A related effort we want to start is a public catalog of requirements published and shared as best practices across engineering subfields. Power systems, oil and gas, water treatment, rail, maritime, and process industries each have decades of accumulated requirement patterns, often locked inside proprietary documents or organizational tribal knowledge. A shared, versioned catalog of high-quality requirement templates, with proper attribution and licensing, would lower the barrier to authoring good specifications in domains where AI is now being introduced. We are interested in working with practitioners in those subfields who want to contribute templates, with academic groups building benchmark requirement sets, and with standards bodies and professional societies whose members already carry this knowledge informally. The catalog interface in vnvspec is the technical hook for that work, and we expect it to evolve substantially as contributions come in.

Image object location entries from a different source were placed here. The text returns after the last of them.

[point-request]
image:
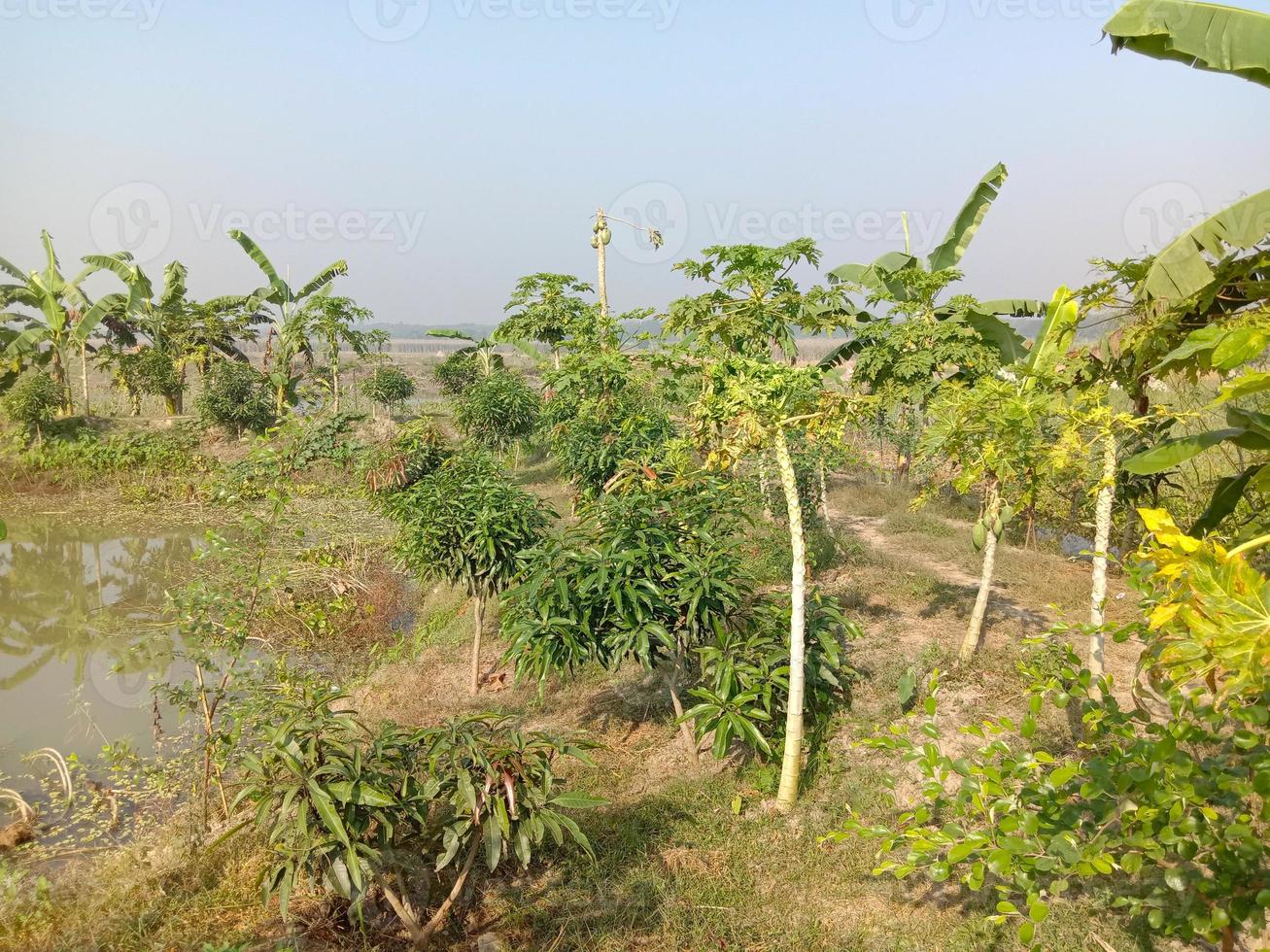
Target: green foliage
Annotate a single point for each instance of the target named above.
(466, 524)
(648, 572)
(389, 386)
(498, 412)
(602, 412)
(744, 677)
(236, 396)
(456, 372)
(1163, 816)
(347, 807)
(89, 454)
(32, 401)
(412, 454)
(546, 309)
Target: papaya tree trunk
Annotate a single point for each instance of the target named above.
(791, 762)
(1101, 543)
(479, 624)
(975, 629)
(84, 375)
(602, 286)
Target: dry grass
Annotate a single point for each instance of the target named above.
(677, 867)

If any of this overlaps with what you are working on, the GitHub issues page is the right place to start a conversation, and our lab’s collaboration channels are listed at ai-vnv.kfupm.io.
Trying it out
Installation is the standard pip install vnvspec for the core library, with optional extras for the PyTorch adapter and the documentation tooling. The repository contains worked examples and notebooks; the concepts documentation walks through the full type system; and the standards section provides clause-by-clause reference material for each registry.
The deeper goal here is to turn V&V from a downstream gate into an upstream design discipline. Every requirement that is machine-readable, every link to a standards clause that is explicit, and every piece of evidence that is automatically generated rather than manually compiled is a small piece of confidence that AI systems deployed in the real world will behave the way we said they would.